If you’re un­sure about whether or not to re­tire, it may help to take long ser­vice leave or ex­tended un­paid leave to give re­tire­ment liv­ing a trial run.

Step­ping down the num­ber of days you work from five to four, and so on, may make for a more suc­cess­ful tran­si­tion into re­tire­ment.

Plan your post-work life­style. Some peo­ple look for­ward to re­tire­ment as an ex­tended hol­i­day where they can fi­nally slow down and ‘smell the roses’.

Other peo­ple ex­pect to have a busier, more ac­tive life than when they were work­ing.

In Vic­to­ria, the life ex­pectancy for women is around 83 years and for men, 77 years.

If you leave work at 65, for ex­am­ple, you could ex­pect be­tween 12 and 18 years (at least) of re­tire­ment. How are you plan­ning to live those years?

It is im­por­tant to con­sider the kind of life­style you want be­fore you re­tire and start to make plans, and even im­ple­ment some of them, be­fore you leave work.

Fi­nan­cial is­sues. Con­sult with your fi­nan­cial plan­ner, ac­coun­tant or sim­i­lar to work out the fi­nan­cial is­sues of re­tire­ment. Some of the fac­tors to con­sider in­clude; The size of your su­per­an­nu­a­tion nest egg, Other sav­ings and as­sets, Whether you have any de­pen­dants,

If you are plan­ning to con­tinue work­ing part-time or not, Your el­i­gi­bil­ity for pen­sions or part-pen­sions.

Fi­nan­cial op­tions if you or your part­ner fall ill and The kind of re­tire­ment life­style you’re an­tic­i­pat­ing.

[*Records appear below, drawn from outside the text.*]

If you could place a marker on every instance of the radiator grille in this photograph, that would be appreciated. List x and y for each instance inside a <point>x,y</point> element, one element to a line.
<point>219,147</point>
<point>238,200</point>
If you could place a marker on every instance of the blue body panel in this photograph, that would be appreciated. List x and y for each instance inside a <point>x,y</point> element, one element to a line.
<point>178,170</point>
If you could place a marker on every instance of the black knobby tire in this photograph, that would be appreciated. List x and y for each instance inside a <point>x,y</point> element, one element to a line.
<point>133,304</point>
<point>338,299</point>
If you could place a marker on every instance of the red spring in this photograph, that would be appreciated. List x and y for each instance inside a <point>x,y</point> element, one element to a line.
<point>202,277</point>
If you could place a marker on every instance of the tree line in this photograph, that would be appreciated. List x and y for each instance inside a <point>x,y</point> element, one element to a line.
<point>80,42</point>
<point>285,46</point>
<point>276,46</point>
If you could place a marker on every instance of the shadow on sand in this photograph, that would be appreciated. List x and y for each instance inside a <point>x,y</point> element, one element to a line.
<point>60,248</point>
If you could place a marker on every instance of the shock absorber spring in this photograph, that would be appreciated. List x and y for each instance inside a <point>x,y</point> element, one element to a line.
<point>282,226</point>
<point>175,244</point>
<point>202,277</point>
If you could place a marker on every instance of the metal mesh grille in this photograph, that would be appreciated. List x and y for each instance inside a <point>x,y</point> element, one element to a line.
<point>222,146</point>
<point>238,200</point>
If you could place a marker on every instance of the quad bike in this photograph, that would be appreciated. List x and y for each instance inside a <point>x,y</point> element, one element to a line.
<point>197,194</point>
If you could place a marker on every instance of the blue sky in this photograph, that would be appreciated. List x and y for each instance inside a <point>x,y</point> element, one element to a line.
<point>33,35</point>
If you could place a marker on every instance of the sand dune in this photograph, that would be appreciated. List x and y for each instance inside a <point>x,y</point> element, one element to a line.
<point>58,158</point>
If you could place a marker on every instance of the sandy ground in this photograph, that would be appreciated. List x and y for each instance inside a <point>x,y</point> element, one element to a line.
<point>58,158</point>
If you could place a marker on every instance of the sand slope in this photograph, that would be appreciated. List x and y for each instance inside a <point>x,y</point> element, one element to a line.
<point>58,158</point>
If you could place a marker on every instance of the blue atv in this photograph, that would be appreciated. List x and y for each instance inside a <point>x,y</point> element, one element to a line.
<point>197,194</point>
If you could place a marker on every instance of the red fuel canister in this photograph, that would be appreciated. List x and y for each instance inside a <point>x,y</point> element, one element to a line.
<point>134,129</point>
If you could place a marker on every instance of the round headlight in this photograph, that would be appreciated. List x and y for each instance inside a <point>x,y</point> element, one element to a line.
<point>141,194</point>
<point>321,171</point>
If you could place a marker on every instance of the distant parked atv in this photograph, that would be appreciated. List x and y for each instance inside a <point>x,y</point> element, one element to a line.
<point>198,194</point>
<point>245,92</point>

Emo­tional is­sues. At first re­tire­ment can feel like a hol­i­day and the ini­tial phase is of­ten re­ferred to as the ‘hon­ey­moon’ pe­riod.

You can sleep in, catch up on read­ing or hob­bies, and spend more time with family and friends.

How­ever, once this ‘hon­ey­moon’ pe­riod wears off, you may feel down or de­pressed.

Our vo­ca­tion forms part of our iden­tity. Some peo­ple can feel a loss of self-worth once they stop work­ing.

Daily rou­tine and ac­tiv­i­ties add pur­pose to life.

If there is noth­ing in par­tic­u­lar to do or look for­ward to on any given day, a per­son is more likely to feel bored and de­pressed than a per­son who lives an ac­tive mean­ing­ful life.

Spend­ing time on hob­bies and in­ter­ests, for ex­am­ple, may not turn out to be as re­ward­ing and mean­ing­ful as an­tic­i­pated.

Grand­par­ents may find they are ex­pected to baby sit all the time.

Part­ner is­sues can in­clude dif­fer­ing (and con­flict­ing) ideas on re­tire­ment life­style.

Plan­ning can help cre­ate a happy re­tire­ment.

Peo­ple who plan an ac­tive life af­ter re­tire­ment tend to be hap­pier than those who have no plans or rou­tines. Sug­ges­tions in­clude:

You’ve re­tired from a 38-hour week, not from work­ing al­to­gether.

●If you love what you do, con­sider drop­ping the hours to part-time (if pos­si­ble), rather than fully re­tir­ing.

Vol­un­teer work is a satisfying way to add struc­ture and pur­pose to your life, and there are many com­mu­nity or­gan­i­sa­tions to choose from.

Put time and en­ergy into much-loved in­ter­ests.

Try to achieve at least five hours of pur­pose­ful com­mu­nity ac­tiv­ity a week.

Think about all those hob­bies you wanted to try but didn’t have the time – you do now.

Fur­ther ed­u­ca­tion op­tions range from short cour­ses through to univer­sity de­grees.

You could launch a new ca­reer dur­ing your re­tire­ment years, if you wish.

Re­duce the risk of health prob­lems by ex­er­cis­ing reg­u­larly. Join­ing a gym, walk­ing club or team sport, which can also add a so­cial el­e­ment to your weekly rou­tine.

Make sure that you and your part­ner dis­cuss ways to ac­com­mo­date each other’s wants, needs and ex­pec­ta­tions.

Lone­li­ness is a com­mon source of de­pres­sion in older peo­ple, so make sure you main­tain and in­crease your so­cial net­works.